From a too young age, I would return to Aghadoe several times a year to visit my Dad’s grave. Even on those sometimes sad occasions, I always loved being in Aghadoe. On many a windswept and wet Christmas morning visit, I glanced in awe over my shoulder at the view from the graveyard. Even on those miserable, wet and wild winter days, there was always something magical about the place.
As a child I often wandered through the ruins of the old cathedral and the round tower in the grounds of the old graveyard. It was only in later years however, that I ventured a few hundred metres down the road to Parkavonear Castle.
Parkavonear Castle dates back to the 13th century and is said to be one of the very few Norman castles of the time to have a circular design. (Most were rectangular in shape) The thick walls are still largely intact as is some of the original staircase to the first floor. As you wander around inside, you can peer out through the windows to the stunning views of Lough Leane to the south.
The castle was built on a very strategic site, only a stone’s throw from the location of the round tower and cathedral which were built a couple of hundred years earlier. You can see why they all wanted to build here – it would have been a very strategic site in times past. There would be a good view of anyone approaching from the north (towards Tralee/Dingle) or south (Killarney).

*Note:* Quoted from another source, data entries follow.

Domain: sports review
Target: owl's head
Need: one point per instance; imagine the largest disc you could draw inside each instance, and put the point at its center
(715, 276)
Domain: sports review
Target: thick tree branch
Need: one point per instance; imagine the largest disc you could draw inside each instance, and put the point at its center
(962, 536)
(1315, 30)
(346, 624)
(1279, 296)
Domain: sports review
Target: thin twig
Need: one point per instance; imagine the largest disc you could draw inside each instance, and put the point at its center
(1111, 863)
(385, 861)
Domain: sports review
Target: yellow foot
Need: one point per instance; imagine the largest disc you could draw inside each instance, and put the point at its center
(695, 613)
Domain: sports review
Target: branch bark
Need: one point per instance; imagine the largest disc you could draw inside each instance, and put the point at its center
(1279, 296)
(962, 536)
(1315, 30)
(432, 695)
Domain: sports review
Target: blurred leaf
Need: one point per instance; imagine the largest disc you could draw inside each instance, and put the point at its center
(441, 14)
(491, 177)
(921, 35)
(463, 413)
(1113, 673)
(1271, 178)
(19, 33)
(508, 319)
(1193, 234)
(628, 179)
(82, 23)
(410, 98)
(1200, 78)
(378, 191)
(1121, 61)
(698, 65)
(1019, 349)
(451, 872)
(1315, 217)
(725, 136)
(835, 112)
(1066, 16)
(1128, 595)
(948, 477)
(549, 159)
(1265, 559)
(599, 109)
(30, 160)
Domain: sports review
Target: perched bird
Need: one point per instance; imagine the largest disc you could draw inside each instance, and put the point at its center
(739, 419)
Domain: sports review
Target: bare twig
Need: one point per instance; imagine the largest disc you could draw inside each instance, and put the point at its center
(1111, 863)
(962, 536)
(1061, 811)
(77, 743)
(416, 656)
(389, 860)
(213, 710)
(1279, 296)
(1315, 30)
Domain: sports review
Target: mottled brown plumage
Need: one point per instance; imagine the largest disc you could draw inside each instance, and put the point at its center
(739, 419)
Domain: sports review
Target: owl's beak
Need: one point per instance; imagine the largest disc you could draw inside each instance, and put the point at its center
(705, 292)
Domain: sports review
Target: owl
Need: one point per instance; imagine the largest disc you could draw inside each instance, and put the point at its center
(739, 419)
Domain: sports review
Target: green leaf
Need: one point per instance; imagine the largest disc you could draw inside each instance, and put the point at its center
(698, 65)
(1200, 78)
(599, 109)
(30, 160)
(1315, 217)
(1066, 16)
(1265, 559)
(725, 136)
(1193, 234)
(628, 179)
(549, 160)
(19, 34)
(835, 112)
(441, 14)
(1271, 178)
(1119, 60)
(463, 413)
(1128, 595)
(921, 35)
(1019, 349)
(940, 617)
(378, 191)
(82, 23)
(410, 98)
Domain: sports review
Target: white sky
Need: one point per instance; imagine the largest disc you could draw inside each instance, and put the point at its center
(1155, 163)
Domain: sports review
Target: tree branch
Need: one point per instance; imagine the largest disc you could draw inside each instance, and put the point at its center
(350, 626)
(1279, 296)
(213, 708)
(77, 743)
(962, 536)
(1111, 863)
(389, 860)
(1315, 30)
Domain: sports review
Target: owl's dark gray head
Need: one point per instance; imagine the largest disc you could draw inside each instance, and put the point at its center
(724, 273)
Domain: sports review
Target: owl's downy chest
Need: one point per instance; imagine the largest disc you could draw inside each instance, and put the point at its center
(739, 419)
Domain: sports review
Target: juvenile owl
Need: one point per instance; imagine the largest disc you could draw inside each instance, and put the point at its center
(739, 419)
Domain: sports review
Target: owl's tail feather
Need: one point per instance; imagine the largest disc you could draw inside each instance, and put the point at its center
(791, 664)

Anyone approaching on the water up the River Laune or from the other side of Lough Leane would be easily spotted from the high vantage point. Oh and the view from up there would have been alright too…
It’s not often you find the ruins of a round tower, a Norman castle and a cathedral all within the same field. The old adage of ‘location, location, location’ was certainly apt for those that built in this location all those years ago.